The term “abolitionism” applied in the context of animal ethics is largely meaningless because there are people who describe themselves as “abolitionists” who want to see all animal use abolished, those who want to see some but not all animal use abolished, and those who simply want to end some of the “worst abuses” of animal exploitation but have no inherent objection to animal use. Therefore, there is no generally agreed-upon meaning as to what those who describe themselves as “abolitionists” want to abolish or how they propose to abolish whatever it is that they want to abolish. In this sense, “abolition,” standing on its own, does not describe any particular position any more than does the term “animal rights,” which has now become so meaningless that it is used by animal exploiters who claim to believe in “animal rights.”

This essay describes a particular abolitionist theory, known as the abolitionist theory of animal rights, which was developed as an alternative to the position developed by Australian philosopher Peter Singer. Singer embraces a form of preference utilitarianism, which promotes actions that maximize the satisfaction of the interests or preferences of those beings involved or affected. He gives priority to beings who have human-like self-awareness and can actively contemplate the future. Although he accepts that nonhuman great apes, dolphins, and elephants are self-aware in this way, he expresses doubt about other animals and regards many of the animals we exploit as living in a sort of eternal present. They have an interest in not suffering pain or distress, but they do not have an interest in continuing to live, or, at least, they do not have an interest that leads Singer to accord them the default presumption against use as replaceable resources that he accords to “normal” humans and nonhumans who have human-like self-awareness.

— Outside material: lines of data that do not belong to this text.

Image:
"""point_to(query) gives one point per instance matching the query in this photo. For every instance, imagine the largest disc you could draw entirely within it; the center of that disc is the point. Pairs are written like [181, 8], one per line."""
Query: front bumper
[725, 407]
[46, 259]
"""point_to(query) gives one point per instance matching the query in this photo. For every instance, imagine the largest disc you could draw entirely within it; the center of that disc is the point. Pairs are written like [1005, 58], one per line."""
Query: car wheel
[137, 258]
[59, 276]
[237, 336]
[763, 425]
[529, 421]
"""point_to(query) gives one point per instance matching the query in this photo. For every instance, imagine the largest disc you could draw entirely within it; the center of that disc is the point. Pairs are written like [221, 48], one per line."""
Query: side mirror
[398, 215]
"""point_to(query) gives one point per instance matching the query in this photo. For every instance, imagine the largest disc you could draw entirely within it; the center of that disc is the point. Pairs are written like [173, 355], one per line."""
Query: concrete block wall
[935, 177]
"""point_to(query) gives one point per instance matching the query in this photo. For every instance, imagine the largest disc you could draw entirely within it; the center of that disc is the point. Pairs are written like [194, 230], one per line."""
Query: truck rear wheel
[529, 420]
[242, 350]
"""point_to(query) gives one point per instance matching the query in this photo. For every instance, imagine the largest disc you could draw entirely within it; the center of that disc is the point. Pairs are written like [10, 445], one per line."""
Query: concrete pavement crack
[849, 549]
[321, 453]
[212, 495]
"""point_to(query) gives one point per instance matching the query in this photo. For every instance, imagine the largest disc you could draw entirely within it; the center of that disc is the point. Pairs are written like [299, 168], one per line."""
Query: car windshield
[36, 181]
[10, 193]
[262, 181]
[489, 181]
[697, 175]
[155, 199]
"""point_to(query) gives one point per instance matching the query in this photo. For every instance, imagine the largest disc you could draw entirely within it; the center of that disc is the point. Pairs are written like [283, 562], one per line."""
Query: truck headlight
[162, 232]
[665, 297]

Singer focuses primarily on issues of treatment rather than use and he advocates for welfare reform. For example, in 2005, Singer spearheaded an effort, joined by most large animal organizations, including The Humane Society of the United States, People for the Ethical Treatment of Animals, Farm Sanctuary, Mercy For Animals, Vegan Outreach, and Compassion Over Killing, to publicly praise a U.S. based supermarket chain, Whole Foods Market, for adopting what could be called a “happy exploitation” labeling program. Singer might well be described as the primary figure of the “happy exploitation” movement that promotes the “compassionate” consumption of “higher welfare” meat and other animal products as normatively desirable and, along with welfare reforms generally, as the proper subjects of animal advocacy. This “happy exploitation” movement is now the dominant faction of the modern animal movement in North and South America, Western Europe, Australia, and New Zealand.

The abolitionist approach rejects Singer’s approach and incorporates a deontological element that is characteristic of rights views, such as that of Tom Regan, but has several distinct elements and emphases:


First, the abolitionist approach rejects all animal use. The doctrinal basis for this rejection is that all humans, irrespective of their particular characteristics, have a fundamental, pre-legal moral right not to be treated exclusively as the resources of others. It is this right that rules out the chattel slavery of humans. To have moral worth entails the rejection of status as chattel property that allows the life and fundamental interests of a human to be valued at zero by the slave owner. We cannot justify failing to extend this one right to nonhumans unless we arbitrarily declare that animals have no moral value whatsoever, a position that most people reject. Therefore, if animals matter morally, we cannot treat them exclusively as resources and recognizing the right not to be property would rule out all institutionalized exploitation of animals. Abolitionists (as I use the term) reject domestication and maintain that nonhumans ought not to be brought into existence for human use, however “humanely.”

There is a sense in which we can arrive at largely the same conclusion without invoking the notion of rights. We share a moral intuition that we should not impose “unnecessary” suffering and death on sentient beings; that other things being equal, the fact that an act causes or results directly in the suffering of a sentient being is something that counts against that act as a moral matter. There is, of course, a great deal of disagreement when it comes to what satisfies the necessity element here, but we generally agree that we cannot characterize pleasure, amusement, or convenience alone as involving any necessity or compelling reason. This is why most of us object to, for example, dog fighting or bull fighting, or “crush” videos, which are intended to eroticize the crushing of small animals by a woman’s foot.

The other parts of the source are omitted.